The office of the Attorney-General has an interesting history. Legal historians trace it back to 1315 when the King of England began appointing lawyers to deal with the business of the monarchy before the courts. As the king was also the protector of the people, he was regarded as the parens patriae, the “parent of the nation”, meaning he was the guardian of the public interest. His attorneys, therefore, carried with them a similar duty to the public. The AG became not only the legal representative of the king, but also the attorney for the people.

When we evaluate Mr. Amos Wako’s performance over the last 20 years, we must begin by fully understanding the duty that comes with the office of the AG. And we must begin from the fact that Mr. Wako was our lawyer, with the duty to represent us in all legal matters and to protect our interests in them.

The powers of the AG are not different from those of any private advocate. Any duly instructed advocate can legally commit the client in any transaction, and the client cannot escape liability by renouncing the advocate’s authority.

Since an advocate has such drastic powers, he is also placed under very strict duties, the most fundamental being that he must be totally faithful to his client. He must not do any act that compromises the interest of his client and must, in fact, pursue every available legal avenue to protect the client’s interest. Similarly, the AG must never do anything to compromise the interests of the people and must, in fact, fight to protect these interests. He must be faithful to the people and their government.

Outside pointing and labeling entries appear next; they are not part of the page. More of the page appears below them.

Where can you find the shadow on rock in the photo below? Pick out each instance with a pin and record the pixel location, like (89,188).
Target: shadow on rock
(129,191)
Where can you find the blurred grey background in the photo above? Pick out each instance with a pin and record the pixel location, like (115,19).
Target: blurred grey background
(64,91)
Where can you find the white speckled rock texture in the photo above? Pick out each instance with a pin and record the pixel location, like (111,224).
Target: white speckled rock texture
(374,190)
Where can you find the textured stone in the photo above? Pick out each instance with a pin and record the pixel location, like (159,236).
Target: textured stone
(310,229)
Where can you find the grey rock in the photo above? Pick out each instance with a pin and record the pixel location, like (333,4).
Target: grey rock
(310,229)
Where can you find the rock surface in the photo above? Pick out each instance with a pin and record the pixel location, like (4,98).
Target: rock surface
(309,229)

What we are trying to evaluate now is whether Mr. Wako was a faithful lawyer to the people of Kenya. Did he protect our interests? Did he pursue every legal mechanism to advance our cause? Was Mr Wako a genuine parens patriae? The reaction of the public on his tenure shows that the people were not satisfied with his service, and did not regard him as an honest advocate of the public interest.

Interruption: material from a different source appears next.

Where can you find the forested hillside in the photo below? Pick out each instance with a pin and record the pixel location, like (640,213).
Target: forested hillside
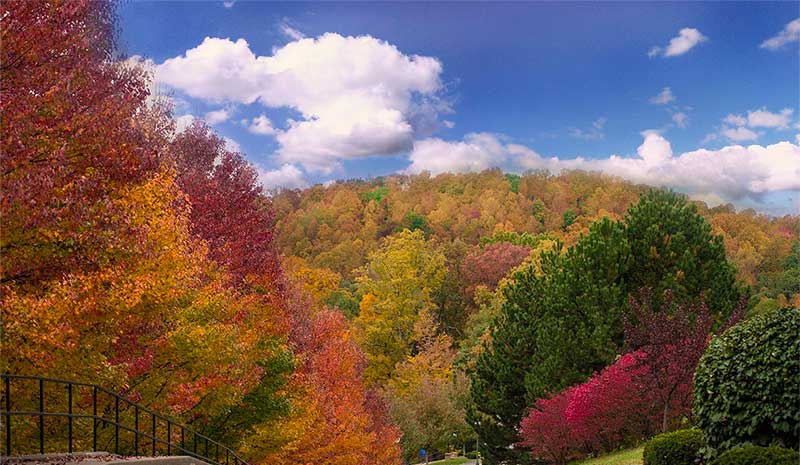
(422,266)
(357,322)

In the referendum carried out on August 4, 2010, the people voted to sack Mr. Wako by decreeing that he vacates his office within 12 months of the promulgation of the new Constitution. The other public servant to suffer this embarrassing termination of service by public sovereign decree was Chief Justice Evans Gicheru, who was given six months to vacate office.

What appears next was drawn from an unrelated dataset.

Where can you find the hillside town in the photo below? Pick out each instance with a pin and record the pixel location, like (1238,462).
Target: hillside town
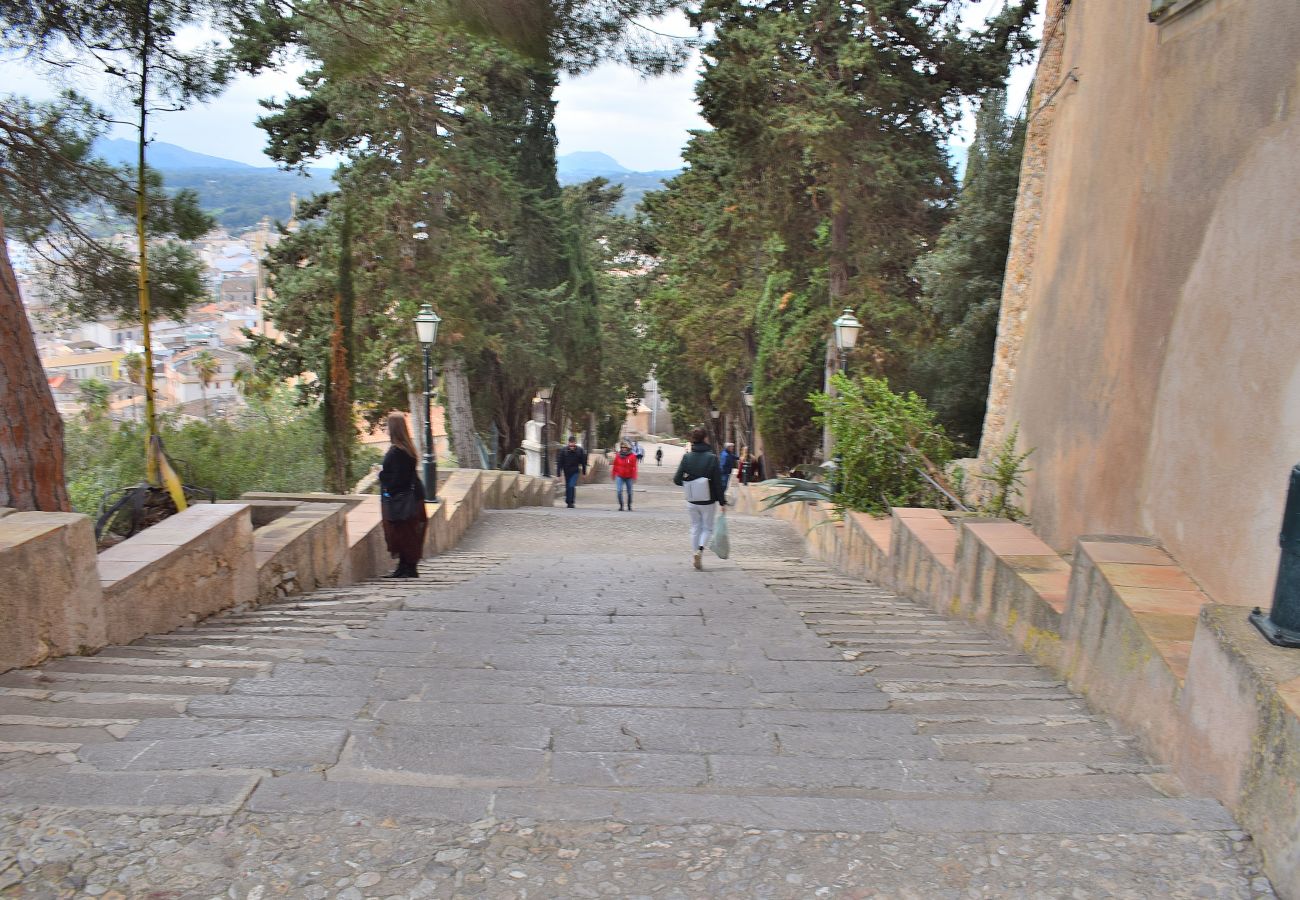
(196,360)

Mr. Wako does not view it this way because he really never saw himself as the parens patriae. He has never regarded himself as the attorney for the people. In his mind, the AG is appointed by the president so that he can serve the presidency. The best way to determine who Mr. Wako really served is by looking at who were the beneficiaries of his tenure. Is there any way in which the public can be said to have benefited from his tenure? In what ways was Mr. Wako the parens patriae?

I cannot see any way in which Mr. Wako can claim to have fought for or protected the public interest. He may have his explanations and excuses about his failings but he cannot claim to have delivered anything to the people. And it is impossible to identify any tangible benefit obtained by the public from Mr. Wako’s tenure at the AG’s office.

All official evaluations of Mr Wako’s performance are damning.

In October 2005, the Report of the Judicial Commission of Inquiry into the Goldenberg Affair stated as follows: “We did not receive any evidence to show that the Attorney-General moved to order police investigations into the affair. We can only conclude that no such action was undertaken … the record shows the reluctance on the part of the Attorney-General’s officers and counsels for the accused persons to proceed.”

In March 2006, the Public Accounts Committee of the Kenya National Assembly, in its report on the Anglo-Leasing scandal, said: “The committee finds that whereas the provisions of the procurement regulation empower the Attorney- General to participate in all stages, he has not done so in practice.”